This is a new report plugin to write EAR collected data into a file. Single file is generated per metric per jobID & stepID per node per island per cluster. Only the last collected data metrices are stored into the files, means every time the report runs it saves the current collected values by overwriting the pervious data.
Namespace Format
The below schema has been followed to create the metric files:
{/root_directory/cluster/island/nodename/avg/metricFile}
/root_directory/cluster/island/nodename/current/metricFile
/root_directory/cluster/island/jobs/jobID/stepID/nodename/avg/metricFile
/root_directory/cluster/island/jobs/jobID/stepID/nodename/current/metricFile
The root_directory is the default path where all the created metric files are generated.
The cluster, island and nodename will be replaced by the island number, cluster name, and node information.
metricFile
will be replaced by the name of the metrics collected by EAR.
Metric File Naming Format
The naming format used to create the metric files is implementing the standard sysfs interface format. The current commonly used schema of file naming is:
<type>_<component>_<metric-name>_<unit>
Numbering is used with some metric files if the component has more than one instance like FLOPS counters or GPU data.
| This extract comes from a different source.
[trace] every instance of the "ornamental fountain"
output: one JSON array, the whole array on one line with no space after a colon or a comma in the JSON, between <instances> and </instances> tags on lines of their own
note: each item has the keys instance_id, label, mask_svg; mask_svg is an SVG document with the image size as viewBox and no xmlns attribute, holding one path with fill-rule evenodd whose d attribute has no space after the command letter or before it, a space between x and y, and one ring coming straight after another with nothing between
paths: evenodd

Examples of some generated metric files:
- dc_power_watt
- app_sig_pck_power_watt
- app_sig_mem_gbs
- app_sig_flops_6
- avg_imc_freq_KHz
Metrics reported
The following are the reported values for each type of metric recorded by ear:
- report_periodic_metrics
- Average values
- The frequency and temperature values have been calculated by summing the values of all periods since the report loaded until the current period and divide it by the total number of periods.
- The energy value is accumulated value of all the periods since the report loaded until the current one.
- The path to those metric files built as: /root_directory/cluster/island/nodename/avg/metricFile
- Current values
- Represent the current collected EAR metric per period.
- The path to those metric files built as: /root_directory/cluster/island/nodename/current/metricFile
- report_loops
- Current values
- Represent the current collected EAR metric per loop.
- The path to those metric files built as: /root_directory/cluster/island/jobs/jobID/stepID/nodename/current/metricFile
- report_applications
- Current values
- Represent the current collected EAR metric per application.
- The path to those metric files built as: /root_directory/cluster/island/jobs/jobID/stepID/nodename/avg/metricFile
- report_events
- Current values
- Represent the current collected EAR metric pere event.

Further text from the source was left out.